Re: make replace

To: tech-pkg%NetBSD.org@localhost
Subject: Re: make replace
From: Joerg Sonnenberger <joerg%britannica.bec.de@localhost>
Date: Tue, 6 Jul 2010 02:20:57 +0200
On Mon, Jul 05, 2010 at 03:23:42PM +0200, Dieter Baron wrote:
>   The fundamental assumption of make replace and rolling replace is,
> that temporary inconsistencies in the installed package tree are okay:
> The user knows what he's doing, the problematic parts of the tree are
> marked and there is a (semi)automated way to repair the tree.

Is it so? I tried finding some discussion on the goals at the time of
Al's original commit of make replace (rev 1.939 of mk/bsd.pkg.mk in
March 2002), but I can't find any. So at least for "make replace" I do
not agree that it is the goal of the target and my reading of the
description of the target in pkgsrc.txt make it more sound like "it
should work better".

>   I hope we all agree that creating inconsistencies unknowingly and
> without warnings (and markings) from the tools should not be allowed
> by the tools.

Yes.

>   So, as the tools are improved to catch more and more cases that lead
> to inconsistent trees, make replace will run into more and more
> problems.

Yes.

>   For most packages, replacing them won't cause inconsistencies, even
> a minor update to a shared library (e.g. glib2 2.20.0 to 2.20.1).

If the minor update doesn't result in ABI incompatible changes (with or
without major version bump). OpenSSL has a history of doing bad things.

The essential point is that there are safe updates that don't/can't
break other packages and updates that are not safe. Updates can
therefore be categories as:

1. Updates that are safe. Ignoring unexpected functional regressions
("bugs"), there is no good reason to assume that the update can't be
installed without breaking the system.

2. Updates that may or may not work, depending on whether the dependent
packages use functionality that was changed in an incompatible way.

3. Updates that are known to not work, e.g. that are pretty much
guaranteed to break dependent packages.

Updates using "pkg_add -u" generally fall into category (1) or (2). They
are not exclusively in category (1) due to the open-ended dependencies
used for libraries. Cases for (3) that are not possible include
overlapping file lists due to moving files or major/minor updates of
PostgreSQL.

Updates using "make replace" with USE_DESTDIR=no fall into all three
categories. With USE_DESTDIR=yes, it is equivalent to "pkg_add -u".

Updates using "make update" (without DEPENDS_TARGET=bin-install) are
consistently in category (1). The two major issues with "make update"
from my perspective are:

(a) It creates a large downtime for the common case of safe updates.

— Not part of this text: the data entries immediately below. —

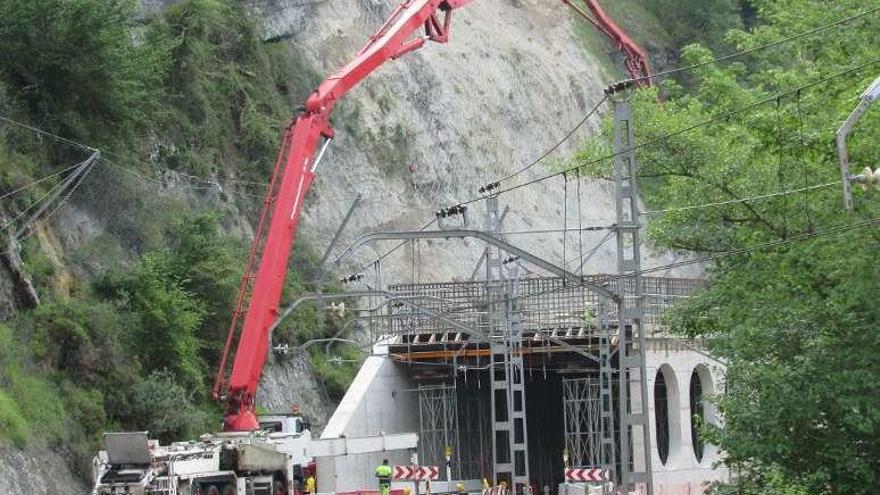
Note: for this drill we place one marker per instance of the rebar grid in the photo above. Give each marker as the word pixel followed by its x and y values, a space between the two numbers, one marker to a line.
pixel 544 304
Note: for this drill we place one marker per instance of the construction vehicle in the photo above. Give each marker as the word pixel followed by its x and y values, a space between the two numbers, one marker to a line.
pixel 269 461
pixel 266 455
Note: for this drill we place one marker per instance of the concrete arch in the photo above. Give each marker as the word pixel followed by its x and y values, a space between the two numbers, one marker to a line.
pixel 701 386
pixel 667 417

(b) It is too easy to loose state in case of build failures or
interruption. With state I mean the question of what was installed and
where it should be built from.

Before looking at the "expected" / "accepted" bugs created by
"make replace", I would like to stay at this point and discuss the topic
I couldn't find a reference for. What are the essential properties of an
update procedure and when are violated.

From the perspective of a system developer and from the perspective of
an administrator, I consider the most important property to not end up
in known-to-be-inconsistent state. The second most important property is
to make updates as timely as possible. It is easy to schedule a small
down time window for updates, if you know that they won't break things.
It is a lot harder to do that if the duration is unpredictable. Similar
issues apply from the end user perspective. "Oh, there is a new
Mercurial version? Let's try it." Works nice if you know that you can
still work in the mean time. "Oh, there is a new png version? Let's try
it." -- not good during a work day if that resulted in a major version
bump.

The update process under this assumption can be summarized as:

(1) Be incremental if possible. Incremental updates are generally easier
to test, faster to build, faster to install.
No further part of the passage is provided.